Total revenue was £472.6m in 1H24, down 9% on 1H23. Total OTC derivatives revenue was £352.6m, down 17% reflecting softer market conditions over the period and lower levels of client activity.
Total trading derivatives revenue was £99.7m, up 19% on the previous period. This includes tastytrade total revenue of £94.3m, up 21%, benefiting from both higher interest rates and higher cash, offset by a 5% decline in net trading income.
Total trading and investment income was £20.3m, up 63% on 1H23, benefiting from higher interest rates, while net trading income was flat.
Non-OTC revenue made up 25% of total revenue in 1H24, up from 19% in 1H23, reflecting continued focus and successful delivery of revenue diversification.
Net trading income was £402.4m, down 19% on 1H23, mainly due to lower levels of client activity as clients found fewer opportunities to trade in subdued market conditions.
Net interest income of £70.2m (H123: £24.2m) increased significantly, driven by higher interest rates across all markets.
The number of active customers was 296,300, compared to 312,000 a year earlier, while new customers acquired were 33,800 (H1 23: 37,500).
Adjusted total operating costs of £281.1m (1H23: £256.8m), up 9% on 1H23 but down 1% on 2H23. Statutory total operating costs of £310.4m (H123: £279.9m) increased by 11%.

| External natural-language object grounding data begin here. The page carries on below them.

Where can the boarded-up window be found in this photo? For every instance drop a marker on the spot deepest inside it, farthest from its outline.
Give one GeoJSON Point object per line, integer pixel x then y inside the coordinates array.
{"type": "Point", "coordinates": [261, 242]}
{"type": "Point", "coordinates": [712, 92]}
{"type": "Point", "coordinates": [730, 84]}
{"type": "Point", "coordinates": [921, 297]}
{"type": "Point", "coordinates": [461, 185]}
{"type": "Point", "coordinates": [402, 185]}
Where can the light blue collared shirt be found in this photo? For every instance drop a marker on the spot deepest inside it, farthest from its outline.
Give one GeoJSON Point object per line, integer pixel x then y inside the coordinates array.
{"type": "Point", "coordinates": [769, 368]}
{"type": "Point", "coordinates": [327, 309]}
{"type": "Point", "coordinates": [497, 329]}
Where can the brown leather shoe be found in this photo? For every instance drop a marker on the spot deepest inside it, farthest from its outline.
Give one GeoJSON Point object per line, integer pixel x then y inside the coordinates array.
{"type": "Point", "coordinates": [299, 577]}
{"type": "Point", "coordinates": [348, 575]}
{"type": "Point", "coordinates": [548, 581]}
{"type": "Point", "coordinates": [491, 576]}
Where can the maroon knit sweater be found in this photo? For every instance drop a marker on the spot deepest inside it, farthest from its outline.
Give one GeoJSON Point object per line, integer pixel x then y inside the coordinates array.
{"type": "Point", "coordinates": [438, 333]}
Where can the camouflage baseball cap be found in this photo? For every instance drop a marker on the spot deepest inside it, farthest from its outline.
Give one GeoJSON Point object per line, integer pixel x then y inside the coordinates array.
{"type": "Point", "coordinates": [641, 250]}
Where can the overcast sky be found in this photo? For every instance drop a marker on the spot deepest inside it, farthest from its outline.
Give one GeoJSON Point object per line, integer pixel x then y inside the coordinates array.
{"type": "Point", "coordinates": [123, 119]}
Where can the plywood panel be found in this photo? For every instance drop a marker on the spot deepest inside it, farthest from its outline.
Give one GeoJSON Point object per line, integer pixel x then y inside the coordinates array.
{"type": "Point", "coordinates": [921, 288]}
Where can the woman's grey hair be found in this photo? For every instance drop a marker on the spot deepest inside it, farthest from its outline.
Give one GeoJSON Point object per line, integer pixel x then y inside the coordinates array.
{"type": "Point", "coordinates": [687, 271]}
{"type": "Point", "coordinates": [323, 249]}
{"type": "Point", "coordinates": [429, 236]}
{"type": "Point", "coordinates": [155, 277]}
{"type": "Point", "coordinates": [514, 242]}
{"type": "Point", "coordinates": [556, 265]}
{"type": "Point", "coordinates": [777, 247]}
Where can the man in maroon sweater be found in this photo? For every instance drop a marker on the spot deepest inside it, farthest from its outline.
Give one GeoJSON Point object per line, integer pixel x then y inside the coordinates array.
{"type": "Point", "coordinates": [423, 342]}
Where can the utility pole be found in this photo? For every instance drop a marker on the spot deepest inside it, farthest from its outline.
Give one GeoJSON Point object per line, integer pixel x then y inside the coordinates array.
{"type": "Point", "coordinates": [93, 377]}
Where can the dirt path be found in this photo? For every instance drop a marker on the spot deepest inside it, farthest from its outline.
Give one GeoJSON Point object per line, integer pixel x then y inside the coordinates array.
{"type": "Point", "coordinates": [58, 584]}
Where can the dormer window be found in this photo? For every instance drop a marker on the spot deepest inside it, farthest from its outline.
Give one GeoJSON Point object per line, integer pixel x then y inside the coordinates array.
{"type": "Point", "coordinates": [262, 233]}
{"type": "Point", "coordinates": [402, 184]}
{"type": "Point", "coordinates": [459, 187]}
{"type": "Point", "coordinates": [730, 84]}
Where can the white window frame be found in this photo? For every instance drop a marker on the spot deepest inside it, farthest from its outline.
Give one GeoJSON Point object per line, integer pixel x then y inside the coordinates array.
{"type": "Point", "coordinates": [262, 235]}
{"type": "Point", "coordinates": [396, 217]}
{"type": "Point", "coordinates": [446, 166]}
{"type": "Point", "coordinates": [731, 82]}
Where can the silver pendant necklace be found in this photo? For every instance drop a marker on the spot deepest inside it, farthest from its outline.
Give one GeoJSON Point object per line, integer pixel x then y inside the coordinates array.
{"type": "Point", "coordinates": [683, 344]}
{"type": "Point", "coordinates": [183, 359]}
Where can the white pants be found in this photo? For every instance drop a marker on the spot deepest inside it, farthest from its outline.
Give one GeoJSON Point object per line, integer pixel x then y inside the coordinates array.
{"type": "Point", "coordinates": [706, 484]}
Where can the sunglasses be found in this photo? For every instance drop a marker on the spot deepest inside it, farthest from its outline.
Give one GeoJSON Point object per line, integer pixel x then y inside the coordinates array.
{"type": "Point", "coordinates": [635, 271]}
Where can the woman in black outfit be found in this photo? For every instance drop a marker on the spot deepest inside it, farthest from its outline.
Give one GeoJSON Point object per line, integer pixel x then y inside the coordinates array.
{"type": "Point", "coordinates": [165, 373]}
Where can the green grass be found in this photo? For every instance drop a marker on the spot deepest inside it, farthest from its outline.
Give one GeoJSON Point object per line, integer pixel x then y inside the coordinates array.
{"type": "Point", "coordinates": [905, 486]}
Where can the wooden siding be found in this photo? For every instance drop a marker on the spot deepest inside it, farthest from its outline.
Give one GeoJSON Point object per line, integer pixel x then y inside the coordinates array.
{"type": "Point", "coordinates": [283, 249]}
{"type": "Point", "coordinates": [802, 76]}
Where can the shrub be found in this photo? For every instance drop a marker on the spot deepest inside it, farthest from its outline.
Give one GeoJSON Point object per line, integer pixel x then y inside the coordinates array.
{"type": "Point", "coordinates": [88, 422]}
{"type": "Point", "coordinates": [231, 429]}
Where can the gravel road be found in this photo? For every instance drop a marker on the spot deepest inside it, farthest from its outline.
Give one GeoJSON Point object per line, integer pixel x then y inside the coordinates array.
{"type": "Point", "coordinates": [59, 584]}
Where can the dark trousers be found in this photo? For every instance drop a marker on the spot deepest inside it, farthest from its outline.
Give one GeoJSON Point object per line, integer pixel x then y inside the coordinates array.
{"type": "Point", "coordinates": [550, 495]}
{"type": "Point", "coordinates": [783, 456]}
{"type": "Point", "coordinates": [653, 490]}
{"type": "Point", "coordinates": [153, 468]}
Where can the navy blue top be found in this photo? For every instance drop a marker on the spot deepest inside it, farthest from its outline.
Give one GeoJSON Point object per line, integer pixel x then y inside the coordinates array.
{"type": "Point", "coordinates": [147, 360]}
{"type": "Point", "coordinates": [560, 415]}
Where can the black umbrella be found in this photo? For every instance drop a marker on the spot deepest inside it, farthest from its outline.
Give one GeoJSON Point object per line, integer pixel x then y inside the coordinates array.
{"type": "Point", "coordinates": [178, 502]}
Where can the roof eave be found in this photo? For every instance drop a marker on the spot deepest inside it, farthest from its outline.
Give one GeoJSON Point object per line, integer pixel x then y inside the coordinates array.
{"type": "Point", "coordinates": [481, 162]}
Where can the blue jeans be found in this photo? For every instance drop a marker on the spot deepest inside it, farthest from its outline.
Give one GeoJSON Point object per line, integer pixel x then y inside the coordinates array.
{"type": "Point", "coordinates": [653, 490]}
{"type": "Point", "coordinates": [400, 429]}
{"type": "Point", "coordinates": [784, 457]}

Adjusted pre-tax profit of £205.7m (H123: £260.7m) was down 21%. Statutory profit before tax £176.4m (H1 23: £240.5m). Adjusted pre-tax profit margin remains attractive at 43.5% (H1 23: 50.2%).
Adjusted core EPS was 38.9p (1H FY23: 49.7p). Statutory core EPS was 33.4 pence (H1 23: 45.8 pence).
IG expects to reduce the number of employees by about 300 people, representing about 10% of the total workforce at the end of the 23rd year. Along with other efficiency measures, including expanding the use of IG’s global centers of excellence, the broker expects to deliver full execution cost savings of £50m per annum. These initiatives are expected to lead to an expansion of the operating margin in the medium term.
IG says it is on track to achieve structural savings of £10m in FY24, £40m in FY25 and £50m in FY26. The company expects non-recurring costs to achieve these savings of around £18m with the majority occurring in FY24 and the remainder in FY25. Execution costs of £10m were incurred in 1H24.
In addition to structural savings, especially in year 24, variable costs will be reduced by a further £10m, reflecting softer market conditions in the first half of the year.